= Oshakati East =

Electoral constituency in Oshana, Namibia

Oshakati East constituency (red) in the Oshana Region

Oshakati East is an electoral constituency in the Oshana Region of Namibia. It comprises the eastern parts of the town of Oshakati. The constituency had 19,606 registered voters in 2020. Oshakati East covers an area of 187 sqkm. It had a population of 27,227 in 2011, up from 24,269 in 2001.

Oshakati East was created in 1998. Following a recommendation of the Second Delimitation Commission of Namibia, and in preparation of the 1998 general election, the old Oshakati Constituency was split into Oshakati West and Oshakati East. The Okatana River separates the two constituencies.

==Politics==
Oshakati is traditionally a stronghold of the South West Africa People's Organization (SWAPO) party. In the 2004 regional election SWAPO candidate Lotto Kuushomwa received 6,697 of the 7,324 votes cast. Kuushomwa was reelected in the 2010 regional elections with 6,501 votes. He defeated challengers Epafras Nghinamundova of the Rally for Democracy and Progress (RDP, 276 votes), Agatus Antanga of the Democratic Turnhalle Alliance (DTA, 72 votes), Timoteus Kambishi of the Congress of Democrats (CoD, 34 votes) and Ndateelela Nakale of SWANU (16 votes).

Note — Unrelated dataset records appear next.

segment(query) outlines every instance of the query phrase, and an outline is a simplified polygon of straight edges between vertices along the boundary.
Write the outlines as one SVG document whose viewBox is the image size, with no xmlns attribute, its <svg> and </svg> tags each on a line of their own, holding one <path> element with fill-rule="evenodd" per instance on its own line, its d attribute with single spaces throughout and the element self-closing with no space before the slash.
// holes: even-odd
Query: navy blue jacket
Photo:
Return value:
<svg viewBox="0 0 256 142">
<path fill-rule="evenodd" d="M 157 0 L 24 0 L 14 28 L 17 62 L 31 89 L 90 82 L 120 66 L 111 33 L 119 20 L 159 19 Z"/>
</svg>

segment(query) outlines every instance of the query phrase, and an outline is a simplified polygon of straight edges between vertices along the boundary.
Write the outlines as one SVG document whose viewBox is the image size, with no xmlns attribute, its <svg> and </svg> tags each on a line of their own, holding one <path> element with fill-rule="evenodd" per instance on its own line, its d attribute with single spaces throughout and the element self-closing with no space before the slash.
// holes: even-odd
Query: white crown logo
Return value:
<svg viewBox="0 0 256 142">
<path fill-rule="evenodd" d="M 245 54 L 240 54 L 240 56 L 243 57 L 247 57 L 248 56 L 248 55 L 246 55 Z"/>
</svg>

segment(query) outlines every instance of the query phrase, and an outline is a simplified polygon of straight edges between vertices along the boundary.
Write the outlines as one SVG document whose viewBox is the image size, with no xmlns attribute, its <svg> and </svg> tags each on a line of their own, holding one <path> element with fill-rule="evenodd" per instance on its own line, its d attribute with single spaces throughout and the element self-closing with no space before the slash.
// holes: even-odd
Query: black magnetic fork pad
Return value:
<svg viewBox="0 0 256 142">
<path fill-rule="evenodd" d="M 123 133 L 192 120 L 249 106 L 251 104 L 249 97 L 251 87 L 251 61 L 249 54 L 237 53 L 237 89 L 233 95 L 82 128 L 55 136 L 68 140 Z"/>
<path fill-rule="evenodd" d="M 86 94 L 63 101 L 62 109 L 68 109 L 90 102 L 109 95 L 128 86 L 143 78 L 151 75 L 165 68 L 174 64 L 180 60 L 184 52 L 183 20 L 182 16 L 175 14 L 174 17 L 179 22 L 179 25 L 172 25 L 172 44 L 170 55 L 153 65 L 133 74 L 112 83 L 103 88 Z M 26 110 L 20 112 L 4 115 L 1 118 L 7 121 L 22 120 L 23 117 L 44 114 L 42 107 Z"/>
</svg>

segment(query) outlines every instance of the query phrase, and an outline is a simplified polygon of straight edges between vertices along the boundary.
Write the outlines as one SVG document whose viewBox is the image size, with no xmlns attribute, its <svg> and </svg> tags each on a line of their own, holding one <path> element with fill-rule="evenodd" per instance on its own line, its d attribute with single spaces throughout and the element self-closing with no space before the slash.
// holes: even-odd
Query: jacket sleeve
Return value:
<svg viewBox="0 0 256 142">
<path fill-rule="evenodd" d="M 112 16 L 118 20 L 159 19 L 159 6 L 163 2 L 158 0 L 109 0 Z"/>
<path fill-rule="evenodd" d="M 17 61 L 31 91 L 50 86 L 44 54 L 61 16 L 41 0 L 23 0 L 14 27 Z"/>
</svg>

Councillor Kuushomwa (SWAPO) was again reelected in the 2015 regional elections. He won with 5,559 votes, far ahead of Daniel Andreas (DTA) with 241 votes and Natangwe Shiwayu (RDP) with 81 votes.

The SWAPO candidate also won the 2020 regional election, albeit by a much smaller margin. Abner Shikongo obtained 4,575 votes, followed by Simon Neshiko of the Independent Patriots for Change (IPC), an opposition party formed in August 2020, with 2,411 votes.